Abstract

What is market price? This question is the focus of attention in the present essay that is the part of the series devoted to elaboration of probability economics. This concept is defined as a new quantitative method for description, analysis, and investigation of both model and real economies and markets. In the first part, natural and intelligible procedures were laid down for constructing probabilistic supply and demand functions in many-agent, many-good markets of an economy existing in a normal stationary state. This was done within the framework of the Stationary Probability Price Space Model. In the present article, we study the central issue of any economic theory using this model, namely the question of the nature of market prices. We have obtained the following main result of the work. In the context of this model the term market price has changed its meaning. By its very nature, market prices are probabilistic.

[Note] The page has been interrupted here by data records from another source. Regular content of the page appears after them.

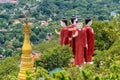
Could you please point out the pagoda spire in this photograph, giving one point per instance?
(26, 61)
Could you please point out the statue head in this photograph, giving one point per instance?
(88, 21)
(79, 23)
(64, 22)
(73, 19)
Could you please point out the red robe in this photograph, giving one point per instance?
(71, 31)
(64, 36)
(90, 42)
(80, 43)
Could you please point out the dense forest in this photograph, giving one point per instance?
(12, 18)
(46, 42)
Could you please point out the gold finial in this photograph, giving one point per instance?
(26, 13)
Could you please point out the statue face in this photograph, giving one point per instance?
(79, 25)
(90, 23)
(62, 24)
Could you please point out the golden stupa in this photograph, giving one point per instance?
(26, 61)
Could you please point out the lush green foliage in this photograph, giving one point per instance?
(55, 57)
(9, 68)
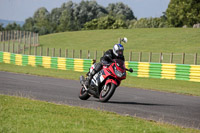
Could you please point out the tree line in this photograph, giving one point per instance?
(89, 15)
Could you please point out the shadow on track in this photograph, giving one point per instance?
(136, 103)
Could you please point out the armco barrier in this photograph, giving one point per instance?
(141, 69)
(81, 65)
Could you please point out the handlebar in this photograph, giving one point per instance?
(130, 70)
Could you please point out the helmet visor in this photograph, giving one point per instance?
(119, 52)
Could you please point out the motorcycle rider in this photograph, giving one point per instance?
(109, 55)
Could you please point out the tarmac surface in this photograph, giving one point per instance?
(164, 107)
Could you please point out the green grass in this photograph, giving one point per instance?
(175, 86)
(156, 40)
(176, 40)
(145, 40)
(25, 115)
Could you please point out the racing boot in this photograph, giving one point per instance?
(87, 82)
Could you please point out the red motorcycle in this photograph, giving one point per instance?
(105, 82)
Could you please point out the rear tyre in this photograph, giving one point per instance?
(83, 94)
(107, 93)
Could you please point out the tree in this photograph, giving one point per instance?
(108, 22)
(1, 27)
(67, 20)
(13, 26)
(29, 24)
(183, 12)
(41, 19)
(87, 11)
(121, 11)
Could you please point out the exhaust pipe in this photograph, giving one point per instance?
(82, 80)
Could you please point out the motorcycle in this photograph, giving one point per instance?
(105, 82)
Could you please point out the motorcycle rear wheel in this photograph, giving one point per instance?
(83, 94)
(107, 93)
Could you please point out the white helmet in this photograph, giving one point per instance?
(118, 50)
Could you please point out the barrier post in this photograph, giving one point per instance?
(88, 54)
(66, 53)
(150, 56)
(29, 49)
(80, 54)
(13, 48)
(130, 56)
(8, 47)
(18, 49)
(140, 56)
(195, 59)
(161, 58)
(183, 58)
(73, 53)
(35, 50)
(47, 52)
(24, 49)
(60, 52)
(3, 46)
(171, 58)
(53, 52)
(41, 51)
(95, 57)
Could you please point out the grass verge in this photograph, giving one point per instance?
(25, 115)
(175, 86)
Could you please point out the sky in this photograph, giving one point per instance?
(19, 10)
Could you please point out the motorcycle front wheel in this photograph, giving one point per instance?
(107, 92)
(83, 94)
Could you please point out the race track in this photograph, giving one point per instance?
(159, 106)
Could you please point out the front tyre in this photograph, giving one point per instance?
(107, 92)
(83, 94)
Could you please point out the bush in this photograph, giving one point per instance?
(148, 23)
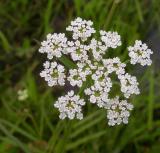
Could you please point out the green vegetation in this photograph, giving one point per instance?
(33, 126)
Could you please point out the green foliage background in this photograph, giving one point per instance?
(32, 126)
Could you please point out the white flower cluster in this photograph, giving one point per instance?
(140, 53)
(53, 73)
(70, 106)
(92, 71)
(118, 111)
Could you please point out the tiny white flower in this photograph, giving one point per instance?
(77, 51)
(54, 46)
(114, 65)
(111, 39)
(129, 85)
(70, 106)
(81, 29)
(118, 111)
(53, 73)
(97, 95)
(139, 53)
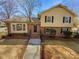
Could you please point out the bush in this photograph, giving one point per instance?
(67, 34)
(77, 35)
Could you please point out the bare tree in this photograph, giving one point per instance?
(29, 6)
(2, 2)
(8, 9)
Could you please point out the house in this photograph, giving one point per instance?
(58, 18)
(3, 29)
(21, 25)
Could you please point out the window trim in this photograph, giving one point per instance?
(66, 20)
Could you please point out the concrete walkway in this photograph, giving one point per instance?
(32, 51)
(35, 41)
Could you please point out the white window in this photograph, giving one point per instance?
(49, 18)
(18, 27)
(66, 19)
(64, 29)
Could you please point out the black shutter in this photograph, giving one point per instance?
(61, 30)
(52, 19)
(67, 29)
(63, 19)
(45, 18)
(69, 19)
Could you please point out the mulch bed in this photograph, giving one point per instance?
(17, 36)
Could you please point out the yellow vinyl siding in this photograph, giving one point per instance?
(58, 14)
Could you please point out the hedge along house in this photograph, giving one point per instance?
(58, 18)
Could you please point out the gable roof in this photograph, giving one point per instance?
(62, 6)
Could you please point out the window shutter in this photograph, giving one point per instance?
(61, 30)
(52, 19)
(69, 19)
(67, 29)
(45, 18)
(63, 19)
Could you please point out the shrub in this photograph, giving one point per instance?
(67, 34)
(77, 35)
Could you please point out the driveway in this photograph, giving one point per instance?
(33, 49)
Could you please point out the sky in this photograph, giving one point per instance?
(71, 4)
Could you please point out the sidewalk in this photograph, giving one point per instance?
(32, 51)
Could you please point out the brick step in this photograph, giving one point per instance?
(35, 36)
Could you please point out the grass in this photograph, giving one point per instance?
(14, 42)
(12, 48)
(12, 51)
(74, 45)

Under certain conditions they can be defined as local highs or maxima of the many-dimensional deal function, which is the product of the supply and demand functions of a many-agent and many-good market. It is shown that market prices do not depend at all on the total market supply and demand. Particular emphasis is placed on the comparative analysis of numerical results of the model for various model markets with known empirical facts. It is also shown that market prices for one-good markets are intersection points of the supply and demand elasticity curves. In the end of the article we give the set of partial differential equations for the calculation of market prices in many-agent, many-good markets. This article is intended for all interested in the background of economics, particularly in the axiomatic basis for modern economic theory.